Al TeatroBasilica di Roma
Sulle tavole del TeatroBasilica che Roberto Herlitzka ha calcato recitando la Divina Commedia perfino in carrozzina, il critico teatrale Rodolfo di Giammarco, il regista Antonio Calenda e l’autore e regista Ruggero Cappuccio hanno ricordato la genialità recitativa di uno dei più grandi interpreti della scena italiana.
Aneddoti, ricordi, siparietti dietro le quinte e il contributo video del regista cinematografico Marco Bellocchio hanno aiutano a delineare una personalità rigorosa e schiva. Connaturata da una ‘certa selvatichezza’ la definisce Cappuccio, che ne rievoca l’episodio della ricerca spasmodica di una sedia per la messa in scena di Ex Amleto, sua riscrittura del capolavoro di William Shakespeare, interiorizzando la solitudine del principe di Danimarca, personaggio che gli era caratterialmente congeniale.
Attore teatrale raffinato ed essenziale, rigoroso e signorile è stato diretto da grandi registi quali Luca Ronconi, Orazio Costa, Antonio Calenda, Gabriele Lavia, esordendo al cinema con Lina Wertmüller in Film d’amore e d’anarchia nel 1973, fino a Paolo Sorrentino ne La grande bellezza, culminando nella dolente interpretazione di Aldo Moro nel film di Bellocchio Buongiorno notte che gli valse il David di Donatello e il Nastro d’argento nel 2004.
Se ne è andato due mesi dopo la perdita della moglie con la quale aveva condiviso oltre cinquanta anni di vita. E nel suo ambiente naturale è stato salutato dagli amici, la sala teatrale della chiesa di San Saturnino a Roma.
Scrisse Rodolfo di Giammarco alla notizia della morte: “…Il volto più severo e asciutto, l’artista più ritroso e cerebrale, l’attore più implacabile e poetico che, possiamo dirlo, ha reso etici e vertiginosi gli ultimi sessant’anni della scena italiana”.
Sui palcoscenici romani lo abbiamo visto dare vita a vari personaggi.

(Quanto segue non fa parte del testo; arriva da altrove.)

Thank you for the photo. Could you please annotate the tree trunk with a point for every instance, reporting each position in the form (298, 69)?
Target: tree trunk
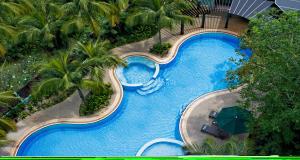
(159, 36)
(81, 95)
(182, 27)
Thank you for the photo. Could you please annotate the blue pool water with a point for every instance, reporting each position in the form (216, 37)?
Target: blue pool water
(199, 67)
(164, 149)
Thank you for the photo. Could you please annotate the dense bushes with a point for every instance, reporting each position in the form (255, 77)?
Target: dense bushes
(160, 49)
(96, 101)
(136, 34)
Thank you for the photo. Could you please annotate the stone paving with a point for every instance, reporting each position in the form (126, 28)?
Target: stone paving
(69, 108)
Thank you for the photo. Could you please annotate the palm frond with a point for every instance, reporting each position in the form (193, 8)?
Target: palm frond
(7, 125)
(7, 97)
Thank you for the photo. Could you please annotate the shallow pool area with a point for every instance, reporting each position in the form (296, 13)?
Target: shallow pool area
(149, 110)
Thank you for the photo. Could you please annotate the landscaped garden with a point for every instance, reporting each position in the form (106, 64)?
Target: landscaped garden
(53, 50)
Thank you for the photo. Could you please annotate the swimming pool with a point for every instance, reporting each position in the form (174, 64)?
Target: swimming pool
(199, 67)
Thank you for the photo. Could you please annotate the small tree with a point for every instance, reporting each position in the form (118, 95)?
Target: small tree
(209, 146)
(62, 74)
(271, 79)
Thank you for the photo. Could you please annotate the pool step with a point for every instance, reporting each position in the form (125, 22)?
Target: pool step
(151, 87)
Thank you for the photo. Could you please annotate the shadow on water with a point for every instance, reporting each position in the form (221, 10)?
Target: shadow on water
(218, 78)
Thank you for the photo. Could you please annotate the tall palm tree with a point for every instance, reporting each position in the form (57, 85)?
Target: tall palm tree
(163, 13)
(41, 22)
(118, 8)
(6, 126)
(232, 146)
(62, 74)
(6, 98)
(98, 57)
(86, 12)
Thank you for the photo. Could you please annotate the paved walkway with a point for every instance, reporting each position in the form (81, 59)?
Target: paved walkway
(70, 107)
(197, 113)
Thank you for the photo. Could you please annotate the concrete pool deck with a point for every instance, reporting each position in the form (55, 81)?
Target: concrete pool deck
(67, 111)
(196, 114)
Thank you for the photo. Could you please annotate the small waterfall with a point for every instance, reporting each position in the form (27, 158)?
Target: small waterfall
(152, 86)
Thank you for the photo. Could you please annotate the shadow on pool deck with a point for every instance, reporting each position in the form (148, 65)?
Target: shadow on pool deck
(197, 115)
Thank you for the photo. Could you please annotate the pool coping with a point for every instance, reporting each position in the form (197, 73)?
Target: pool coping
(118, 90)
(155, 141)
(183, 129)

Nella rielaborazione storica della vita di Casanova in cui la scrittura drammaturgica di Ruggero Cappuccio si focalizzava sull’uomo liberandolo dal mito, Herlitzka interiorizzava il personaggio che Cappuccio gli aveva ritagliato addosso, veicolando con la modulazione della voce i teneri ricordi di bambino, le rocambolesche evasioni, gli amori e gli abbandoni, fino agli ultimi giorni.
Nella drammaturgia di Gianni Borgna che rendeva omaggio al pensiero “eretico e corsaro” e alla lungimiranza politica e sociale di Pier Paolo Pasolini, che anticipava con la capacità dello scrittore che osserva il mondo ciò che si sarebbe verificato, Herlitzka con la forza drammatica e poetica della voce, che si cimentava anche nel friulano, e l’aderenza fisiognomica alle figure dell’universo pasoliniano, incarnava realisticamente quel ruolo.
Il volto scarnificato come una maschera totemica e il corpo emaciato e apparentemente fragile, lo rendevano totalmente aderente all’Enrico IV di Pirandello, incarnandone l’animo e la mente ondeggiante tra realtà e follia con una performance da fuoriclasse. Essenziale, scarno, incisivo, provato nel fisico asciutto e indomito, si sorreggeva a una stampella che brandiva come strumento di affermazione del suo status. Il fisico, la postura, la voce a tratti flebile ma ferma erano espressione di una forza recitativa stringata e potente.
Per le celebrazioni dei 700 anni della morte di Dante recitò le Cantiche del Sommo poeta. Il fisico già provato si esaltava in una recitazione essenziale e catalizzante, e con la voce a tratti flebile ma ferma solfeggiata di chiaroscuri esprimeva una forza recitativa stringata e potente, da attore austero e pudico, raffinato e colto.
La sua maschera scarna e la voce che veicolava l’anima del personaggio ci mancheranno.
Nel foyer del teatro è allestita una mostra di fotografie di Tommaso Le Pera.